Quanto à APAV, o atendimento presencial continua. “Pedimos às pessoas que liguem para o 116006 — que é um número gratuito —, que nos telefonem primeiro. A necessidade de fazer atendimento presencial é feita, como sempre foi, pelos técnicos de apoio à vítima que estão na linha. E, em situações de extrema importância de atendimento presencial, as pessoas vão dirigir-se ao gabinete e apoio à vítima. Estará lá um técnico que as irá atender e que vai funcionar da forma normal para aquilo que vai exigir da situação. Se não for efetivamente uma situação urgente — como um pedido de informação, por exemplo —, faz-se uma avaliação caso a caso”.

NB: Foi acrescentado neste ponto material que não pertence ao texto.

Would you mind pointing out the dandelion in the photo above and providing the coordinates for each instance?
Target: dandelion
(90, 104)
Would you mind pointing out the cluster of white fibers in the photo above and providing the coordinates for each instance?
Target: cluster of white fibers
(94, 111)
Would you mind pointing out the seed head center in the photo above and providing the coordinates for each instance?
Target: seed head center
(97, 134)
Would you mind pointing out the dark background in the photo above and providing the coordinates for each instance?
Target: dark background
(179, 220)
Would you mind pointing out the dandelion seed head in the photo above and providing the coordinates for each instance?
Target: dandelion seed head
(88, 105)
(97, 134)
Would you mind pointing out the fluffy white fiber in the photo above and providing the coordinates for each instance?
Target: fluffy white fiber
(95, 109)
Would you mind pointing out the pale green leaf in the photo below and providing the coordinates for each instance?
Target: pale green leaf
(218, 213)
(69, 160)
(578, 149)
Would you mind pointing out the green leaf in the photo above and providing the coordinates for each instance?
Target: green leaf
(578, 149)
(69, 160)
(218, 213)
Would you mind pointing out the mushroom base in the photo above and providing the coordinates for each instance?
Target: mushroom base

Ainda assim, a APAV já prevê a adoção de medidas mais drásticas, caso o surto em Portugal tenha o mesmo efeito na violência doméstica que teve na China. “Sabemos que há tendência para que este confinamento e isolamento em que já estamos se transforme numa coisa mais dura e mais pesada como a quarentena e estamos a pensar como conseguir ajudar as pessoas, mas não ficarão sem ajuda”, garante Daniel Cotrim.